1) oksvg using GV (svgpng.go) [2]
2) oksvg using FT (svgpngft.go) [3]
3) inkscape command line

dir=`pwd`
/Applications/Inkscape.app/Contents/Resources/bin/inkscape --export-png=$dir/$1.png $dir/$1

4) batik rasterizer 
java -jar $HOME/batik-1.7/batik-rasterizer.jar -m image/png $*

The difference between the GV and FT versions is this diff:


7d6

< "image/color"

11a11

> "github.com/srwiley/scanft"

23,25c23,25

< source := image.NewUniform(color.NRGBA{0, 0, 0, 255})

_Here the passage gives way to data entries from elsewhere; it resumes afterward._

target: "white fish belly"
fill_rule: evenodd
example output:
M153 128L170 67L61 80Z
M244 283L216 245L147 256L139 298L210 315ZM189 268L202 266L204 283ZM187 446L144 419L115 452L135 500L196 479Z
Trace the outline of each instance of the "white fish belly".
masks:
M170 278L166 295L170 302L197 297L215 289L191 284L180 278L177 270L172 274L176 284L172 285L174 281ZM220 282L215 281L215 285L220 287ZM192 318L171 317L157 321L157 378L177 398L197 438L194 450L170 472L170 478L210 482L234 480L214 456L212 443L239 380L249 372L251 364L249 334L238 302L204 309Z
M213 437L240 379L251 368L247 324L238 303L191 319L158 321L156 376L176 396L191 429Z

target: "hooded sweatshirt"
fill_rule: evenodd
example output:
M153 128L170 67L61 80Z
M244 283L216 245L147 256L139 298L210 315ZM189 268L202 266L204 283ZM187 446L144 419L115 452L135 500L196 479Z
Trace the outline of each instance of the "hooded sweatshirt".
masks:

< scannerGV := rasterx.NewScannerGV(w, h, img, img.Bounds(), source, image.Point{0, 0})

< raster := rasterx.NewDasher(w, h, scannerGV)

---

> painter := scanFT.NewRGBAPainter(img)

> scannerFT := scanFT.NewScannerFT(w, h, painter)

> raster := rasterx.NewDasher(w, h, scannerFT)



Here are the results: (times in seconds of real time as measured by the time command)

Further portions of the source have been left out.